After Hitler's betrayal, Stalin was eager to join the capitalist nations fighting against Germany. For the remainder of the war, the USSR suspended their extreme loathing for the West and maintained an uneasy detente with the other Allies. This evaporated immediately after the Japanese surrender.

The Russians were driven to develop an atomic bomb of their own. President Truman had made an offhard reference to the weapon during the Potsdam Conference in July 1945. During which time, Stalin feigned ignorance. As Truman recalled in his memoirs:

On July 24 I casually mentioned to Stalin that we had a new weapon of unusual destructive force. The Russian Premier showed no special interest. All he said was he was glad to hear it and hoped we would make "good use of it against the Japanese."

Year later it was revealed that the Communists had actually been receiving periodic intelligence updates from Klaus Fuchs, a physicist working on the Manhattan Project. Stalin sent a telegram to Kurchatov after Potsdam, ordering him to rush their own atomic bomb program, which had been underway for years. The first Russian A-bomb was finally detonated in 1948.

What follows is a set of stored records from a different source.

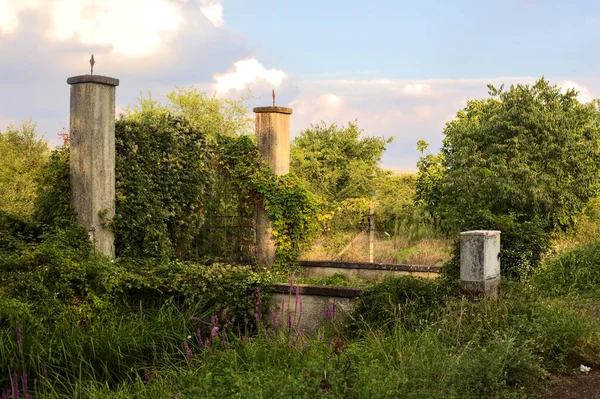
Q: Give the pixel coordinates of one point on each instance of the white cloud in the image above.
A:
(246, 73)
(417, 89)
(132, 27)
(10, 10)
(213, 10)
(584, 93)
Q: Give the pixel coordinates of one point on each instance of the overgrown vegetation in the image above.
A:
(159, 323)
(24, 156)
(524, 161)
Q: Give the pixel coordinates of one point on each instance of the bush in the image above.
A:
(408, 300)
(574, 272)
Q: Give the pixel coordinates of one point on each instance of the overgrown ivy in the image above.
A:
(292, 209)
(160, 183)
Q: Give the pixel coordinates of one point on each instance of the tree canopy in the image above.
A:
(24, 155)
(336, 161)
(524, 161)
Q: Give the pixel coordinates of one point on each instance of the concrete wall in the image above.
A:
(480, 262)
(92, 140)
(273, 137)
(315, 306)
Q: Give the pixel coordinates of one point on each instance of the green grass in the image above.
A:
(427, 343)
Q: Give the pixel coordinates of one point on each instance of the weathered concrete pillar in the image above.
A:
(480, 262)
(92, 138)
(273, 137)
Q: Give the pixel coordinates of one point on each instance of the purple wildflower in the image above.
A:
(19, 335)
(24, 382)
(188, 350)
(214, 331)
(15, 386)
(223, 338)
(275, 320)
(199, 337)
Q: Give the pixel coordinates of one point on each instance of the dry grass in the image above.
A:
(398, 250)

When the tyrant finally croaked from a cerebral hemorrhage in 1953 -- some have theorized that it may not have been from entirely natural causes -- the country breathed a collective sigh of relief. A large number of gulag prisoners were granted amnesty and allowed to return home. Of the many thousands of citizens who waited hours in the snow to file past his body, it seems likely that nearly all of them just wanted to make certain he was truly dead.

The Yalta Conference

Winston Churchill: who invited HIM?

FDR: He kind of invited himself, actually

Stalin: Comrades! Brewski! Kill Fascist Pig! He lie to me!

Churchill: I really don't like that guy.

FDR: He gives me a bad feeling below my waist...oh, wait.

Stalin: (hic) *pokes FDR's legs* Can you feel dat, comrade? Dis is fun! HAHAHAHAHA

FDR: *whispers* After the end of the Reich, I'm totally fucking this guy up.

Churchill: *whispers* Not if I do it first.

FDR: *suprised* Why, you dog!

Stalin: HOW DARE YOU NOT MAKE ME PRIVY TO SCHEME! CAPITALIST PIGS!